As I moved inland, Seattle went back and forth a couple of times, but eventually I took enough ground to have it safe in my backfield, and I was moving on to Salt Lake City. By now Rob was knocking on Denver's door, but was having trouble maintaining control of those pesky Texan cities, and Michel had control of the entire SE, although there had been no link up with Rob. In contrast, Rob and I were guarding each other's flanks, although Rob was leaving a lot of territory ungarrisoned, something I used the slow nature of my infantry to avoid.

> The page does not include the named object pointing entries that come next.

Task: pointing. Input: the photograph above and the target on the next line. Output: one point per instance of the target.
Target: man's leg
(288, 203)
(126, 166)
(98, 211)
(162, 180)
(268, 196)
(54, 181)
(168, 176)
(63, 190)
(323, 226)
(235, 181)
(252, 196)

FA is an interesting game because the invaders have a set amount of new units to bring in every turn, and eventually they run out. Kind of silly for the Chinese, who have more people than they know what to do with, but hey, it was an alt-history game. The US, on the other hand, draws cards to place units on the map, which can happen in your backfield if you aren't careful. By the time we were approaching the endgame, I had taken everything west of the Rockies and was pressing toward either Denver or Kansas City (maybe St Louis, not really sure), but the real prize was the edge of the Rust Belt in the Upper Midwest, as we Yanks say, and all of those SDI emplacements that Clayton kept using to zap our units. I was trying to outflank him to the north and as such had had to leave a few open areas when Clayton dropped some partisans into the Pacific Northwest and threatened both Seattle and Portland.
Couldn't have that...
Amazingly, both cities held, but it took a lot of extra work on my part and burned a few units to root them all out. The diversion worked and by now I was getting a little thin on the ground. Clayton, however, was out of cards to draw for reinforcements as well, so if I could get my spread out infantry going I had a shot at knocking him out. However, Rob's campaign had been constantly plagued by having his cities retaken regularly, and while we did hit the magic number of 18, we had not been at all able to keep it and never got close again. We finally called it with the CAFPU down to something like six units on the map, and actually being threatened by a lone US mobile unit in Phoenix. I was ready to pick up the pieces, but it was clear that if we continued the game could go for a while and it was getting to be time to go, so we called it for Clayton at that point.
This game was, by far, the surprise of the con for me. I'd never played, and I have to say that I thought I never would. A&A, by far the successful franchise out of the three GameMaster games, has never really captured my fancy, even with all of the various spinoffs (although I think that the D-Day and Bulge games are excellent introductory games for new wargamers). While I knew that FA would be a different game, I was astonished to find a game that I was having a lot of fun playing with almost no formal rules explanation at all. I was even looking forward to the ultimate turn where the various armies all turn on each other to try to see who gets the prize, a la Monsters Ravage Your Local Hooters. Were I to find a copy in decent shape for a reasonable price, I might just buy this thing, it was that entertaining and did reward good play (which Clayton told me I had accomplished).
And that was that. I'd already packed the car and checked out, so all I had to do was remember the six or seven things I had laying around the con area, get in the car, and drive.
And drive. And drive. I arrived home around 8pm, very tired and ready for bed. And it was evening and morning the third day.
I will post my overall impressions of the con very soon, but you can be sure that I had a great time and will almost certainly be back next year.